In this study, the RD was considered a factor regardless of the outcome of patients, but moderate and severe disorders were associated with worse prognosis (p = 0.001). The values documented creatinine clearances revealed that the lowest rates were among patients who progressed to death. Thus, this study complements the findings of previous studies that have shown that severe RD is an independent predictor of cardiovascular events,[15, 17] suggesting increased RD frequency in morbidity and mortality of patients with ACS[15,17,18,25] and therefore, patients with renal impairment severe usually have worse prognosis.[19] Patients who progressed to death had increased kidney damage, among themselves, and between the control sample was greater frequency of normal kidney function.

It is believed that some factors that compromise renal function may contribute to adverse outcomes in ACS patients. Among these factors are included insulin resistance, extracellular changes, oxidative stress and endotelial dysfunction,[18] so the RD is directly or indirectly involved in the development of hypertension, dyslipidemia, and neuroendocrine disorders important contributors to the advancement of acute coronary disease.[15] Analysis data showed that among the risk factors highlighted the massive presence of hypertension, which affected about 90% (p = 0.004) of the sample, being prevalent in the two study groups. Then, it was noted that dyslipidemia was also quite common such. DM, however, was present in most patients who died and a little less in the control group. Smoking was not so frequent in the study because most of the individuals denied the habit, but, however, the rate was similar in both groups. Another clinical condition was researched family history of CVD who remained not significant because the vast majority of patients were not aware of this information.
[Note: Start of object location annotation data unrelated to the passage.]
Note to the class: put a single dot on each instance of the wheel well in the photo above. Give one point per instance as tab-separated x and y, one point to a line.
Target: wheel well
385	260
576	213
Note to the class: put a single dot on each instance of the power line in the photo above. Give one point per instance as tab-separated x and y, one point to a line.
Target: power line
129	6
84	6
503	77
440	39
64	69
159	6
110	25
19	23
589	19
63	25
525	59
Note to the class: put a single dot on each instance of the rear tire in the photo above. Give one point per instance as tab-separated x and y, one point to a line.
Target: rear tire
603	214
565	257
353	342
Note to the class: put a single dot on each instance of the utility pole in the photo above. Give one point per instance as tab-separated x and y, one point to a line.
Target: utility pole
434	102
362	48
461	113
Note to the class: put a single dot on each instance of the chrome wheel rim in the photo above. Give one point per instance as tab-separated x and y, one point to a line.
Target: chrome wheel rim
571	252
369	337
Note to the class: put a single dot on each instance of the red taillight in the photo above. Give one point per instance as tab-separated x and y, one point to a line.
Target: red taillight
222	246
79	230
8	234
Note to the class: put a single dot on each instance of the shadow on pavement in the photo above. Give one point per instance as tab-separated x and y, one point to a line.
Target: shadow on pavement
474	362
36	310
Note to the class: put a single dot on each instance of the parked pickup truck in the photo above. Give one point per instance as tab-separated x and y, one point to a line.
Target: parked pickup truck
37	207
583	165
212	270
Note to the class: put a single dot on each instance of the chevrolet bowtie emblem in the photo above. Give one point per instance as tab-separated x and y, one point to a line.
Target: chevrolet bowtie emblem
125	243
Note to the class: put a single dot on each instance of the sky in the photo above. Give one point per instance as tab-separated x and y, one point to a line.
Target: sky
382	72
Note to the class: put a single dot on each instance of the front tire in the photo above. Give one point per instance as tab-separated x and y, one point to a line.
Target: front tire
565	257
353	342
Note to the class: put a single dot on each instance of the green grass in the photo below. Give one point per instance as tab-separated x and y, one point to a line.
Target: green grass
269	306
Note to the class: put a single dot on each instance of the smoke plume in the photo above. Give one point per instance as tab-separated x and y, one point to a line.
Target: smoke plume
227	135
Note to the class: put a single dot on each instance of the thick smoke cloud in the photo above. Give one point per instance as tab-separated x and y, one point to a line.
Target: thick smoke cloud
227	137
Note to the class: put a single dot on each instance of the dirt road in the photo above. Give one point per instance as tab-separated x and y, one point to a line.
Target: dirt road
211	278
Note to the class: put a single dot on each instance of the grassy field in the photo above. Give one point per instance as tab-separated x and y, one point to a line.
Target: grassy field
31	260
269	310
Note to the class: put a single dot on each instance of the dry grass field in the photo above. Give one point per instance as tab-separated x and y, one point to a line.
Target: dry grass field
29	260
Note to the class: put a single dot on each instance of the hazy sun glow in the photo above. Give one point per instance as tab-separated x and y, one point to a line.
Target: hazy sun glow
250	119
This study demonstrates the hypertension as the most prevalent risk factor for ACS. In the 90s, the Framingham,[20] study’s found the prevalence of hypertension were as follows: patients without disease 38%; patients who had sudden death from heart disease 63%; and patients with non-sudden death from heart disease 79%. Similarly, the study FRICAS case-control showed an association with hypertension of 53.4% among cases and 20, 8% of the controls (P = 0.000).[29] These results confirm the importance of hypertension as a risk factor for the occurrence of ACS.[1]

In earlier descriptive and retrospective studies, in Brazil south[1] such as in Bahia,[22] DM was present in about 40% of patients. In the present study, DM was recorded at 37.8% (p = 0.001) of patients going against the expectations.

In this study, smoking was found in 22.4% of patients (p = 0.011), since about 74% of patients denied the use of tobacco. This result was not expected since previous studies, such as Interheart it demonstrated that smoking, with a consumption of one to five cigarettes / day increases the risk of AMI in 40%,[23]similar to the study data made in Porto Alegre.[1]

The limitations on the present study relate to observational and retrospective nature of research with interpretation of clinical data. In addition, this study was a single center; so your results may not be fully extended to other populations.

It is essential to understand that many patients with ACS are also carriers of RD and the association of these two conditions can increase the mortality rate. Moreover, despite universal issues it is possible that regional variations related to demographic conditions, can influence differently, so varying from place to place. Thus, the analysis of the importance of complications in patients with ACS, allows investigation and treatment strategies are applied correctly.